A family from Canada paid a special visit to Victoria Tower in August 2014 and were shown round by Julian Brown, the Castle Hill warden. Trena Hollands is a great granddaughter of Charles T Clough and visited with her husband, Ken and their daughter, Violet, to see his memorial which was placed on the top of Victoria Tower by his daughter. The brass memorial plate is in the form of a directional dial showing distances from Castle Hill to local viewpoints. The memorial plate also records the height of the tower at 990 feet.

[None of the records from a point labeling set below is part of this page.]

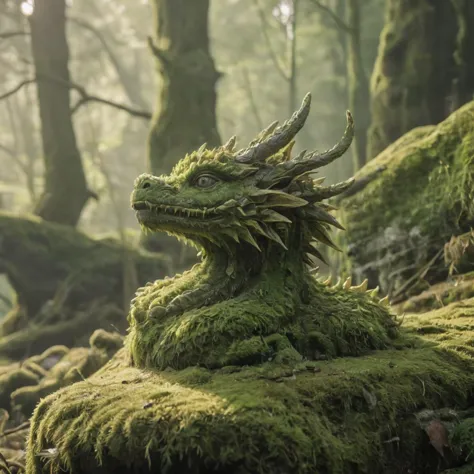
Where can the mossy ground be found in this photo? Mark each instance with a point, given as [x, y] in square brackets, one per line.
[346, 415]
[403, 217]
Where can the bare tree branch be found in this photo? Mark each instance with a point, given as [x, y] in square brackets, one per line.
[11, 34]
[253, 105]
[127, 80]
[276, 60]
[17, 88]
[85, 97]
[339, 22]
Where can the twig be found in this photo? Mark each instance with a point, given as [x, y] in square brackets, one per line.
[21, 427]
[92, 98]
[276, 60]
[253, 105]
[11, 34]
[85, 97]
[17, 88]
[420, 274]
[339, 22]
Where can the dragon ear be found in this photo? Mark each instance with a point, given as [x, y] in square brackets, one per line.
[229, 146]
[314, 160]
[274, 139]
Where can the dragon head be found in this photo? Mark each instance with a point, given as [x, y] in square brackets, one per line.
[225, 197]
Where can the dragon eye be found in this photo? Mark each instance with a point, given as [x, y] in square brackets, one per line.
[205, 181]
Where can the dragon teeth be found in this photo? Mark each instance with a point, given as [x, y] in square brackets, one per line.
[373, 293]
[384, 301]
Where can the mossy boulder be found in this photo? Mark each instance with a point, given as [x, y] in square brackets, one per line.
[22, 385]
[67, 283]
[351, 414]
[408, 202]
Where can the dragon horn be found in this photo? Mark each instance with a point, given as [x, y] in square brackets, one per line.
[279, 138]
[316, 160]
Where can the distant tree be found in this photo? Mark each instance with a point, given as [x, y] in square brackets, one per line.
[425, 67]
[65, 190]
[185, 116]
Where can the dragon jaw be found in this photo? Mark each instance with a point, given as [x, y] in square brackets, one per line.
[228, 198]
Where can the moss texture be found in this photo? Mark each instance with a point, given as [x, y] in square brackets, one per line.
[259, 324]
[420, 194]
[422, 71]
[235, 366]
[335, 416]
[67, 284]
[22, 385]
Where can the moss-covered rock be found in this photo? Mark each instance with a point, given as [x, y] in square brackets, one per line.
[412, 198]
[67, 284]
[22, 385]
[344, 415]
[423, 68]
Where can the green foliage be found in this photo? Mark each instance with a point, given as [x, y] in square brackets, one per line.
[418, 194]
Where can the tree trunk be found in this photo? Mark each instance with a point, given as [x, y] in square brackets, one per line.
[359, 96]
[185, 115]
[66, 284]
[424, 69]
[65, 190]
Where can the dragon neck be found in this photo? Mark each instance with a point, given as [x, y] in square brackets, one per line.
[242, 261]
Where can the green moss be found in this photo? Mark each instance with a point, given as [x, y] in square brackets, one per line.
[399, 221]
[17, 377]
[330, 416]
[67, 283]
[414, 71]
[463, 439]
[22, 386]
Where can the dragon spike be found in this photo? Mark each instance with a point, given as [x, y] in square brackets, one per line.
[328, 281]
[362, 288]
[202, 148]
[280, 137]
[229, 146]
[373, 293]
[317, 160]
[385, 301]
[314, 270]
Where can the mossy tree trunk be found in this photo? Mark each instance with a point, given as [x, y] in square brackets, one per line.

Charles Clough was born and brought up in Huddersfield and became a very well-respected geologist. His father was a solicitor and town clerk in Huddersfield and his son received a good education, gaining a degree in natural sciences from Cambridge in 1874. When Charles was 23 in 1875 he joined the British Geological Survey, working for most of his life in the north Pennines and in Scotland. He surveyed the Highlands of Scotland, deciphering some of the geological problems in very ancient rocks and was recognised as a superb field geologist. His death at 64 followed an unfortunate accident. Clough was surveying rocks in a narrow railway cutting and did not hear an approaching train because of his slight deafness.
The family travelled on to Edinburgh where they met members of the British Geological Survey and the Edinburgh Geological Society. Charles Clough’s field note books and other memorabilia were displayed to show the importance of his geological research. His widow donated £1000 in 1934 to the Edinburgh Geological Society to provide a medal which is awarded annually to promote the study of the geology of Scotland and the north of England.
Following on from the visit, the Huddersfield Examiner carried an article about the visit and C. T. Clough.